Background and purpose: Experimental stroke induces a biphasic effect on the immune response that involves early activation of peripheral leukocytes followed by severe immunodepression and atrophy of the spleen and thymus. In tandem, the developing infarct is exacerbated by influx of numerous inflammatory cell types, including T and B lymphocytes. These features of stroke prompted our use of recombinant T cell receptor ligands (RTL), partial major histocompatibility complex Class II molecules covalently bound to myelin peptides. We tested the hypothesis that RTL would improve ischemic outcome in the brain without exacerbating defects in the peripheral immune system function.

Methods: Four daily doses of RTL were administered subcutaneously to C57BL/6 mice after middle cerebral artery occlusion, and lesion size and cellular composition were assessed in the brain and cell numbers were assessed in the spleen and thymus.

Results: Treatment with RTL551 (I-A(b) molecule linked to MOG-35-55 peptide) reduced cortical and total stroke lesion size by approximately 50%, inhibited the accumulation of inflammatory cells, particularly macrophages/activated microglial cells and dendritic cells, and mitigated splenic atrophy. Treatment with RTL1000 (HLA-DR2 moiety linked to human MOG-35-55 peptide) similarly reduced the stroke lesion size in HLA-DR2 transgenic mice. In contrast, control RTL with a nonneuroantigen peptide or a mismatched major histocompatibility complex Class II moiety had no effect on stroke lesion size.

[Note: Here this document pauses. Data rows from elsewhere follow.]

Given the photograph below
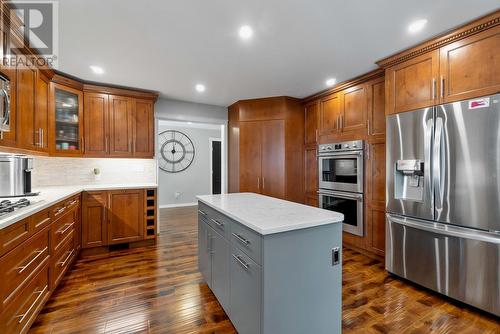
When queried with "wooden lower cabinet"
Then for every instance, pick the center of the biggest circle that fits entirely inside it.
(36, 252)
(117, 217)
(94, 220)
(62, 260)
(126, 216)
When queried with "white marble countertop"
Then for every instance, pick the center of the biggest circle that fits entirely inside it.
(51, 195)
(268, 215)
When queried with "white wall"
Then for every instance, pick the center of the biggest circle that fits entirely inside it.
(190, 112)
(195, 180)
(200, 115)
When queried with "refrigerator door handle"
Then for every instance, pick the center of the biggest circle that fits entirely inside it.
(427, 158)
(438, 164)
(446, 229)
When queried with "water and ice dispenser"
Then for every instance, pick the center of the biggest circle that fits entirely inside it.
(409, 180)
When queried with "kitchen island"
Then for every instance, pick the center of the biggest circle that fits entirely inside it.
(274, 266)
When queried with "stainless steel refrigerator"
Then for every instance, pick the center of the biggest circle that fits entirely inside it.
(443, 199)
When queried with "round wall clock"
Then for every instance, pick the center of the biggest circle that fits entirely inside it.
(176, 151)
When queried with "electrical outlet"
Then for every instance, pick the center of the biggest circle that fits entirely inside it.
(335, 256)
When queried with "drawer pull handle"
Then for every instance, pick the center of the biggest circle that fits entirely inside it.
(218, 223)
(59, 211)
(240, 261)
(40, 294)
(68, 226)
(67, 258)
(241, 239)
(38, 254)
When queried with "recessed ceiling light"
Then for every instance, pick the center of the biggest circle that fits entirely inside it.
(97, 69)
(245, 32)
(200, 88)
(330, 82)
(417, 25)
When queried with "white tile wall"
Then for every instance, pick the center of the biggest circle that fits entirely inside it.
(50, 171)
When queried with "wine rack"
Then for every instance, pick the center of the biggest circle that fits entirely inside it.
(151, 214)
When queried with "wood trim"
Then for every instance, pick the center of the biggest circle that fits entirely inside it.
(346, 84)
(481, 24)
(98, 87)
(284, 97)
(66, 81)
(95, 88)
(7, 149)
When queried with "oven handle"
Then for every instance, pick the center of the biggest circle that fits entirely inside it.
(341, 154)
(358, 197)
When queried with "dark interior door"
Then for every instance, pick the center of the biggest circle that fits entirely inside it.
(216, 167)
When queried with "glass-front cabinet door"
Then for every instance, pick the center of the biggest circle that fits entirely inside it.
(66, 121)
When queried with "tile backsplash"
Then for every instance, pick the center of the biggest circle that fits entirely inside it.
(50, 171)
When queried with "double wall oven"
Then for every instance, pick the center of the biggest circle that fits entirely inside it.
(341, 182)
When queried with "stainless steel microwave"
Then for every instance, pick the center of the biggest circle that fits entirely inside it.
(4, 104)
(341, 166)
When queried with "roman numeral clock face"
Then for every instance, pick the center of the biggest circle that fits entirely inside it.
(176, 151)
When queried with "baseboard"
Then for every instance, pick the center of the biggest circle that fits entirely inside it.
(177, 205)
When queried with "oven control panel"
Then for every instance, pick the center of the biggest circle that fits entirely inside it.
(355, 145)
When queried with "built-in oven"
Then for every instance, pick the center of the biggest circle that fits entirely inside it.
(349, 204)
(341, 166)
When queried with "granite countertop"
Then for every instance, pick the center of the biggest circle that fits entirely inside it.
(52, 195)
(268, 215)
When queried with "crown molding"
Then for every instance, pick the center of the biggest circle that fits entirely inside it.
(474, 27)
(377, 73)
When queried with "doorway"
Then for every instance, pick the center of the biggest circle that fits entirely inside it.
(215, 166)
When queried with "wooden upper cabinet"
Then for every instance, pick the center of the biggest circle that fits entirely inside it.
(376, 108)
(353, 111)
(143, 128)
(65, 135)
(126, 216)
(250, 137)
(10, 138)
(41, 122)
(330, 114)
(412, 84)
(26, 82)
(120, 126)
(96, 118)
(273, 158)
(94, 219)
(312, 123)
(471, 67)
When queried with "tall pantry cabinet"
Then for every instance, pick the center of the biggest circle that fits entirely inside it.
(266, 147)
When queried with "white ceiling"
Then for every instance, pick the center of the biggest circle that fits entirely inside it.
(169, 46)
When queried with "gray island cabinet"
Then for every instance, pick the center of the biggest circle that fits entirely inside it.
(274, 266)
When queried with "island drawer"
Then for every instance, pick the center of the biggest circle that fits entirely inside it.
(247, 240)
(245, 296)
(62, 260)
(216, 220)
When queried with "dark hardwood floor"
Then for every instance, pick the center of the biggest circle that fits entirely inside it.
(159, 290)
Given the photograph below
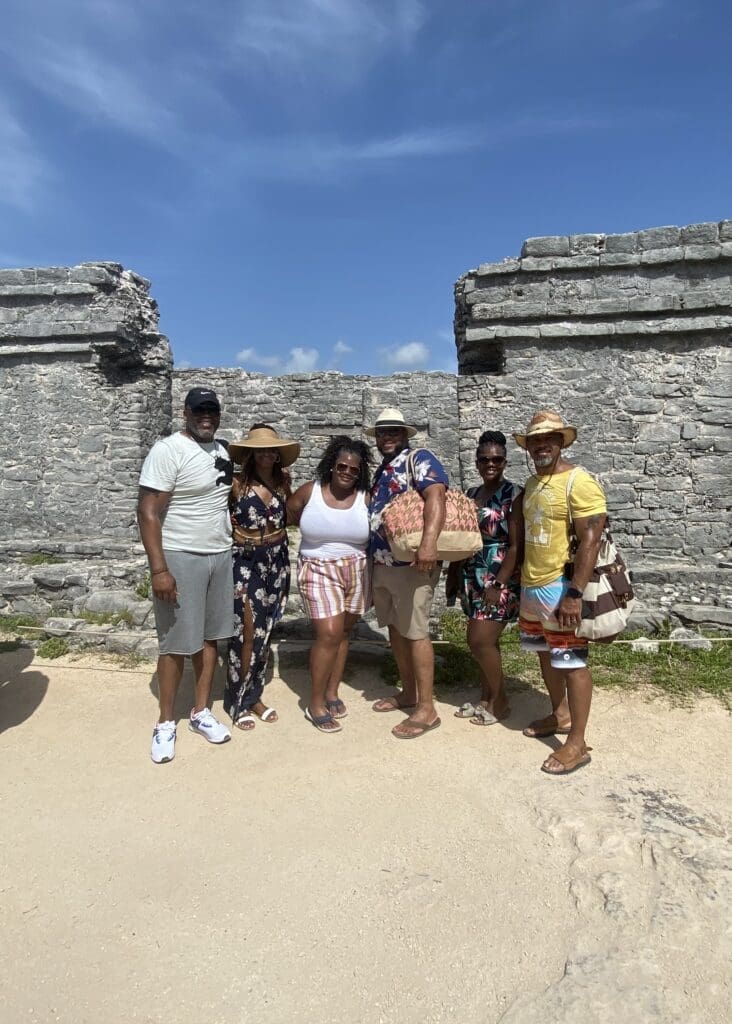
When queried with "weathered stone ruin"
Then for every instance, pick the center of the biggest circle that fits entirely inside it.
(627, 335)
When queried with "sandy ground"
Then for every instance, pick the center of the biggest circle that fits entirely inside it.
(291, 877)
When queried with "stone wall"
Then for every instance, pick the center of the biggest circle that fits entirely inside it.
(85, 390)
(311, 408)
(629, 336)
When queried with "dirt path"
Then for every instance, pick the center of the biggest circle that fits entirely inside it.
(291, 877)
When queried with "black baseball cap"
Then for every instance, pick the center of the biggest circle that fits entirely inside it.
(199, 396)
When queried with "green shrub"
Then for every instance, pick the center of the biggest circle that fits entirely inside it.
(678, 671)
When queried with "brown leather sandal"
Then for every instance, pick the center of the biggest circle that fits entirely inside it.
(568, 759)
(548, 726)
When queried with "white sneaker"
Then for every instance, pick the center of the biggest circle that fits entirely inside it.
(163, 749)
(206, 725)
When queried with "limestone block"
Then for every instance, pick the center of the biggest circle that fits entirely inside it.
(57, 627)
(658, 238)
(584, 245)
(530, 264)
(578, 263)
(702, 252)
(619, 259)
(506, 266)
(546, 246)
(703, 233)
(14, 588)
(671, 254)
(638, 404)
(703, 613)
(644, 646)
(627, 243)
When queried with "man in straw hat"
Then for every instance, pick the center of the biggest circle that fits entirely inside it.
(402, 592)
(182, 514)
(552, 585)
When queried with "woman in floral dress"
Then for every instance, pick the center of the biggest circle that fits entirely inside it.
(489, 582)
(261, 566)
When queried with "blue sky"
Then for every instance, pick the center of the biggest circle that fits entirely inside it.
(303, 180)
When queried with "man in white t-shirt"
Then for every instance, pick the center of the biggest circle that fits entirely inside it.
(183, 518)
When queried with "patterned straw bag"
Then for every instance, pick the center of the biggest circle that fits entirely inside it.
(608, 597)
(403, 523)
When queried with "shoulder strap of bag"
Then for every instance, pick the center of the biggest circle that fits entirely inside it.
(569, 491)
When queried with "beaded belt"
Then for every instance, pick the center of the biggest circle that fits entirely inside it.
(255, 538)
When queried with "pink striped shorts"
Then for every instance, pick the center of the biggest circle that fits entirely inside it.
(330, 587)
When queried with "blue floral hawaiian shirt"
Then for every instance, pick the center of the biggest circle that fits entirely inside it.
(391, 479)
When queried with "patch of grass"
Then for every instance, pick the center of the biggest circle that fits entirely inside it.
(53, 647)
(9, 624)
(39, 558)
(677, 671)
(106, 617)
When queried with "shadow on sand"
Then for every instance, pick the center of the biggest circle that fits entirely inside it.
(20, 691)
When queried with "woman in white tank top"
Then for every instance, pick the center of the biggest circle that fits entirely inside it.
(332, 567)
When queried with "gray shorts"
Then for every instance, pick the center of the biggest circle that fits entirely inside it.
(205, 606)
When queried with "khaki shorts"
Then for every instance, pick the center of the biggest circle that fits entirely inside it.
(402, 598)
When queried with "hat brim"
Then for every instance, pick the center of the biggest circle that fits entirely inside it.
(289, 451)
(371, 431)
(569, 435)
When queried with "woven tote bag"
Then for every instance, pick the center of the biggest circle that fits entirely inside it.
(608, 597)
(403, 523)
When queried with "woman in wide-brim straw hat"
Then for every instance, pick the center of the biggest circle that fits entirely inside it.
(261, 565)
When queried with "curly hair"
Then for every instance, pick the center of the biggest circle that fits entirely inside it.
(491, 437)
(349, 445)
(245, 477)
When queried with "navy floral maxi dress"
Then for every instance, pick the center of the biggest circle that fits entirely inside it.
(261, 577)
(481, 568)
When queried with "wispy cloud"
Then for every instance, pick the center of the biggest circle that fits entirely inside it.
(298, 360)
(413, 355)
(302, 360)
(248, 357)
(335, 37)
(23, 170)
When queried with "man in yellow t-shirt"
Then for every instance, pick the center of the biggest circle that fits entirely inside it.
(551, 599)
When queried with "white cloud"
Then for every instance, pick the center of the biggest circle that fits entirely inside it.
(250, 357)
(23, 171)
(302, 360)
(413, 355)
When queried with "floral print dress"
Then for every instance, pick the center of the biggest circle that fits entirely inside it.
(482, 567)
(261, 577)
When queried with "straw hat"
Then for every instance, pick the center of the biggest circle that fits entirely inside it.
(547, 422)
(264, 437)
(390, 418)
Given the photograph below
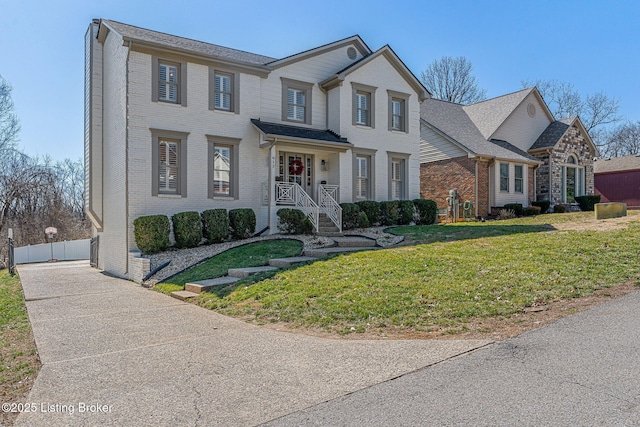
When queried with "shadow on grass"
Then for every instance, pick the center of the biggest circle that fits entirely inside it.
(463, 231)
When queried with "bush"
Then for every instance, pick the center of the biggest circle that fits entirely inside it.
(242, 223)
(427, 211)
(515, 207)
(543, 205)
(187, 229)
(215, 225)
(389, 212)
(372, 209)
(587, 203)
(350, 214)
(406, 212)
(559, 209)
(363, 221)
(152, 233)
(532, 210)
(292, 221)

Conclusions: These data are the first to demonstrate successful treatment of experimental stroke using a neuroantigen-specific immunomodulatory agent administered after ischemia, suggesting therapeutic potential in human stroke.

Figure 1

Effect of RTL treatment on MCAO-induced infarction volume measured 96h after reperfusion. Transient MCAO was followed by four daily treatments with vehicle (TRIS-HCl) or 100μg RTL, and infarction volume was quantified as a percentage of the non-ischemic contralateral hemisphere. Note significant reduction (*) of infarct volumes in C57BL/6 mice treated with RTL551 (A) but not RTL553 (B) or RTL342M (C), and significant reduction in infarct volume in DRB1*1502 (DR2) mice treated with RTL1000 (D). Data are presented as mean±SD of individual mice.

Figure 2

Representative dot plots showing reduction in the percentage (box in upper right quadrant) (A) and absolute numbers (B) of macrophages/activated microglia in the left (non-ischemic) and right (ischemic) hemispheres following treatment with RTL551.

Figure 3

Cell counts from A) spleen and B) thymus of sham and MCAO mice after RTL551 administration. Data are presented as mean ± SD of individual mice.